Sarfraz Manzoor 

Boss-onomics and how Bruce Springsteen got me out of Luton

Sarfraz Manzoor: I'm not surprised that The Boss inspires Australia's treasurer. Springsteen's lyrics have helped me at key points in my life
  
  

Bruce Springsteen
Bruce Springsteen's Prove it all Night 'gave me the courage to turn my back on an arranged marriage'. Photograph: Olycom SPA/Rex Features Photograph: Olycom SPA / Rex Features

In these uncertain times who can we look to for guidance on how to end the recession? The economists can't make up their minds and the political leaders seem out of their depth: is it time to call for The Boss? That's the conclusion reached by Australia's treasurer Wayne Swan, who has suggested the answer to the economic crisis could lie in following policies based on the lyrics of Bruce Springsteen. Swan revealed he liked to play Born to Run after giving the government's budget speech – not something one can easily imagine George Osborne doing. The Australian politician has been predictably attacked by critics. "It says everything about this government that it is guided by the principles of a rock singer," sneered Joe Hockey, a political opponent. Personally, I think Swan is on to something.

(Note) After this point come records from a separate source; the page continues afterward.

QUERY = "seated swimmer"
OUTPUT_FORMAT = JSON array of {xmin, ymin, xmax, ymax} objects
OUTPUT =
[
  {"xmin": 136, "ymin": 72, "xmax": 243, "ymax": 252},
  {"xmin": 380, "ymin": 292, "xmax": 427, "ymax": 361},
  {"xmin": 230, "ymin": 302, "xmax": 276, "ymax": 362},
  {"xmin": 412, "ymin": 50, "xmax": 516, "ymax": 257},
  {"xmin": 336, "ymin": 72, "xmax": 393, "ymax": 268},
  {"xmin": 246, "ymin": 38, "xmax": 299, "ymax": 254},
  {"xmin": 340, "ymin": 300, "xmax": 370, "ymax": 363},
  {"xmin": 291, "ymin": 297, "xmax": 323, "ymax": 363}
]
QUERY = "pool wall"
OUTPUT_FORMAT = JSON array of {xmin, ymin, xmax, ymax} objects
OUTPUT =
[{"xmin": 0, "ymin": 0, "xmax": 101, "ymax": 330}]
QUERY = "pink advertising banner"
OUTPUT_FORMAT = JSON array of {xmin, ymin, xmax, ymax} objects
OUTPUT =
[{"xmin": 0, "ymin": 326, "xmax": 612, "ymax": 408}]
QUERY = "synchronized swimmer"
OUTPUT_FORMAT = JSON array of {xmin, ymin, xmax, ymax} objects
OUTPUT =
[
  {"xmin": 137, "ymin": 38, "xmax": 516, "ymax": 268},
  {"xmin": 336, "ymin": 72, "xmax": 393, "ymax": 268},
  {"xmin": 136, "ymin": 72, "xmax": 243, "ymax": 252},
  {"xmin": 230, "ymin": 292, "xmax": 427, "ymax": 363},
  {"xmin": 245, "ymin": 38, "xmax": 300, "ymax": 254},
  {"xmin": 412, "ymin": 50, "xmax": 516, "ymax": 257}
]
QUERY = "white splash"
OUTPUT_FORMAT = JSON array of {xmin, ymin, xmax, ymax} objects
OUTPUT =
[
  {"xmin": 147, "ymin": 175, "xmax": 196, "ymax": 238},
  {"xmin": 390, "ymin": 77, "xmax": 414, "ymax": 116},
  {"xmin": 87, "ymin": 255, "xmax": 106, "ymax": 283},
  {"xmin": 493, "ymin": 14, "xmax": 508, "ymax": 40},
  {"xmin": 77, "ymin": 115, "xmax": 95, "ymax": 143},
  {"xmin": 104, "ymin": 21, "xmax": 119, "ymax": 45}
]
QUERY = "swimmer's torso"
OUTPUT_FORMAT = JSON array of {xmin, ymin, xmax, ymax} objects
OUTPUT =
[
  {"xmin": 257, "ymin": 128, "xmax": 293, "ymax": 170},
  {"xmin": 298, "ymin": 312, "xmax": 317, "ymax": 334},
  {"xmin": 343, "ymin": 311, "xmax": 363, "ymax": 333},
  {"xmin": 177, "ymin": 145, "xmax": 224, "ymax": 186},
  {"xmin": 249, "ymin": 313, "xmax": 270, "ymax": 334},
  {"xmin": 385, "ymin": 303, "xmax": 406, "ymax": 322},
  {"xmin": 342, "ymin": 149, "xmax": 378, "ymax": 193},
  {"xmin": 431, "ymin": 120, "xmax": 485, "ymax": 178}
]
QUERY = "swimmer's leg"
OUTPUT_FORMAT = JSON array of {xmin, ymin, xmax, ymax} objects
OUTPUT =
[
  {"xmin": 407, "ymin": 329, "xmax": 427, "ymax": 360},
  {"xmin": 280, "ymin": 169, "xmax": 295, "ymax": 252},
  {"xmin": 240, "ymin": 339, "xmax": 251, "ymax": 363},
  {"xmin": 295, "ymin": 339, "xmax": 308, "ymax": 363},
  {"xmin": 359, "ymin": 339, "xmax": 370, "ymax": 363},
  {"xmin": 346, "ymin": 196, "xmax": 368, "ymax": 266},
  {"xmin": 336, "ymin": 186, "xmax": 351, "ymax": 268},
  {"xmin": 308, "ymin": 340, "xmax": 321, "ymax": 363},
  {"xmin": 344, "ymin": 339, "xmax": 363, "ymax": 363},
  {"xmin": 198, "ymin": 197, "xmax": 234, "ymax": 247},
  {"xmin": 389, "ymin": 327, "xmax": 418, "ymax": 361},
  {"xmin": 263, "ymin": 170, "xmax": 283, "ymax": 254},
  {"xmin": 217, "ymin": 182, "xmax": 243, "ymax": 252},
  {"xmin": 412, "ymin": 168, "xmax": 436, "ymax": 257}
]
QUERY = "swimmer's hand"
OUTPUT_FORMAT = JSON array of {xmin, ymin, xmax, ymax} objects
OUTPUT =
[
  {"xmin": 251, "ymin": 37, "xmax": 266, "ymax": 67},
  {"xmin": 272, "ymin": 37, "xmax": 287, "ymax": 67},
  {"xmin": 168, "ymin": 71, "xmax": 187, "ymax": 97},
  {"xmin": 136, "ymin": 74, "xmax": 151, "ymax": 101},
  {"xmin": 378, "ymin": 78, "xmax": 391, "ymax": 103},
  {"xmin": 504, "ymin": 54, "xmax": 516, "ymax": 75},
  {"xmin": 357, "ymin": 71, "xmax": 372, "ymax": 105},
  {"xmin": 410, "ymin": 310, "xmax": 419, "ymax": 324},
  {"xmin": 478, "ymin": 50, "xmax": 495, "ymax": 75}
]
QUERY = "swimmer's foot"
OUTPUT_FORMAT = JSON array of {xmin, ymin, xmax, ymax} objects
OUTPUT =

By coincidence he made his speech just as Springsteen concluded his European tour and I began a three-week run of my one-man show at the Edinburgh Festival. It is called The Boss Rules and its premise is that the road to a fulfilled life lies in applying lessons gleaned from the lyrics of Bruce Springsteen. In the comedy show, I take the audience on a jaunt through my life and demonstrate how at key moments Springsteen's lyrics helped me: Thunder Road showed me the way out of Luton, Prove it all Night gave me the courage to turn my back on an arranged marriage and so on. Like Swan, I also believe there isn't an answer in life that cannot be solved through Springsteen, and in the show I challenge the audience to tweet or tell me their dilemmas, which I attempt to solve using Springsteen songs.

When I first stumbled on to his music 25 years ago, being a Springsteen fan was desperately unfashionable. Now he is almost beyond any serious criticism. This week's New Yorker features an epic 15,000-word Springsteen profile written by its editor David Remnick. "The Springsteen generation", as Swan calls it, is now in power in media and politics, a fact not without irony: an artist whose songs chronicle the lives of the marginalised powerless is now lionised by the mainstream elite.

There is a story about when John Steinbeck first heard Woody Guthrie's song Tom Joad which was based on Steinbeck's The Grapes of Wrath. "You little bastard," Steinbeck wrote in a letter to the folk singer, "how could you say in a few verses what it took me an entire novel to say?" Guthrie's gift is also Springsteen's talent – the ability to compress big thoughts into a small number of words and to articulate the hopes and inspire the dreams of ordinary people. Springsteen has arguably been more successful in that than most political leaders which is why so many of us turn to his words in times of doubt and darkness. It was Mike Appel, Springsteen's first manager, who back in the early 1970s said that "Bruce Springsteen isn't a rock act – he's a religion." At the time it sounded like empty bluster, today, not so much.